Według opozycji podczas wyborów dopuszczono się oszustw. Według szefa opozycyjnego Ruchu na rzecz Zmian Demokratycznych (MDC) Morgana Tsvangiraia środowe wybory to "wielka farsa", a obóz prezydenta Mugabego zmanipulował głosowanie.

W reakcji na sobotni werdykt Tsvangirai oświadczył, że jego partia całkowicie odrzuca wynik wyborów i użyje wszelkich środków prawnych, by go zakwestionować. MDC nie będzie brała udziału w żadnym rządzie wyłonionym w rezultacie "nieuczciwych" wyborów - zapowiedział premier na konferencji prasowej w Harare.

- Pójdziemy do sądu, do Unii Afrykańskiej, do Wspólnoty Rozwoju Afryki Południowej (SADC) - oświadczył Tsvangirai. Wezwał obie te organizacje, by zbadały wybory.

Zaniepokojenie Zachodu

Unia Europejska oznajmiła w sobotę, że jest zaniepokojona doniesieniami o nieprawidłowościach podczas głosowania i brakiem przejrzystości wyborów. Ocena wyborów, jak zauważa Reuters, będzie miała wpływ na to, czy UE zdecyduje się na dalsze łagodzenie sankcji, które nałożyła na Zimbabwe. Obejmują one m.in. Mugabego. - UE jest zaniepokojona doniesieniami o nieprawidłowościach i niepełnym udziale (w wyborach), a także wadami procesu wyborczego i brakiem przejrzystości - oświadczyła szefowa dyplomacji unijnej Catherine Ashton.

Obserwatorzy z Zachodu nie zostali dopuszczeni do wyborów. Obserwatorzy z Afryki w większości zaakceptowali głosowanie, ale niezależni obserwatorzy w kraju uznali, że zostało sfałszowane, przede wszystkim z powodu problemów z rejestracją wyborców.

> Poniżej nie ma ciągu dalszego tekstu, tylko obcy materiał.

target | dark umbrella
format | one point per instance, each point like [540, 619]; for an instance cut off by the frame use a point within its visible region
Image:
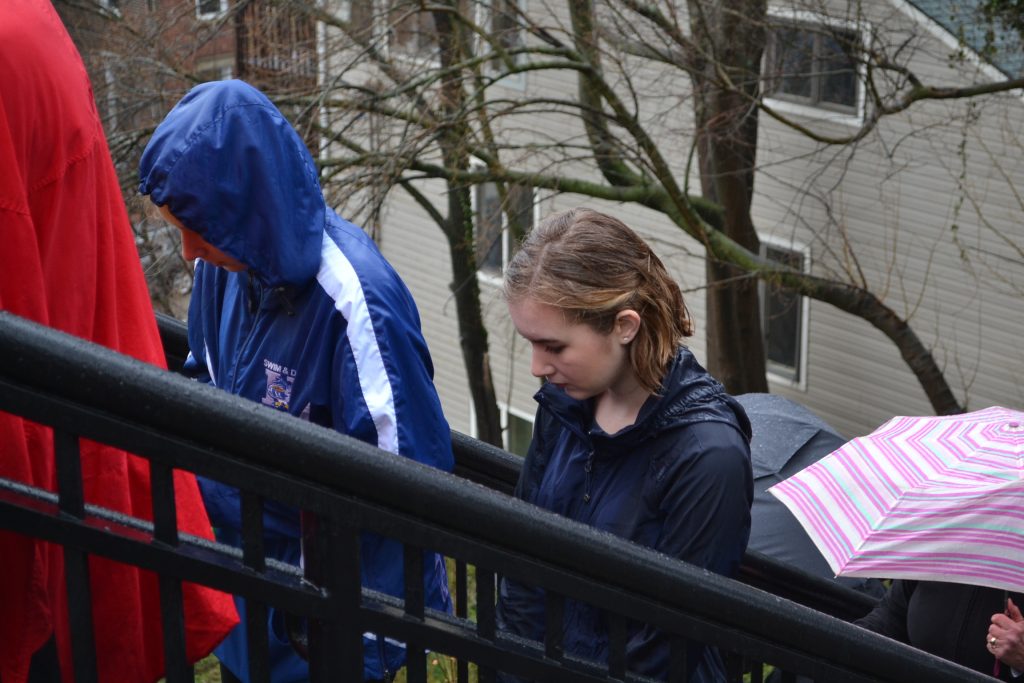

Obawy o wiarygodność wyników głosowania wyraziły też Stany Zjednoczone. Także stowarzyszenie ZESN, zrzeszające organizacji pozarządowych monitorujące wybory w Zimbabwe, oceniło, że wiarygodność wyborów "została poważnie naruszona" przez zaobserwowane nieprawidłowości.

Wyborcy w miastach, którzy w większości opowiadają się za Tsvangiraiem, byli odsyłani sprzed lokali wyborczych. Z kolei na terenach wiejskich, których mieszkańcy popierają głównie Mugabego, głosowanie uniemożliwiono tylko nielicznym - ogłosiło ZESN na konferencji prasowej w czwartek.

Już by go nie było

Gdyby głosowanie przeprowadzano w Zimbabwe uczciwie, Mugabe już od dawna nie byłby prezydentem. Przegrał wybory już w 2002 r., ale ich wyniki zostały później sfałszowane. W 2008 r. jego rywal wyborczy Morgan Tsvangirai uzyskał oficjalnie w głosowaniu 48 proc. przed Mugabem - z rezultatem 43 proc. Zwolennicy szefa państwa rozpętali wówczas pogromy jego przeciwników, w wyniku których zginęło ok. 200 ludzi. Natomiast przed drugą turą wyborów Tsvangirai zrezygnował z udziału, oddając prezydenturę walkowerem; na mocy kompromisu został następnie premierem.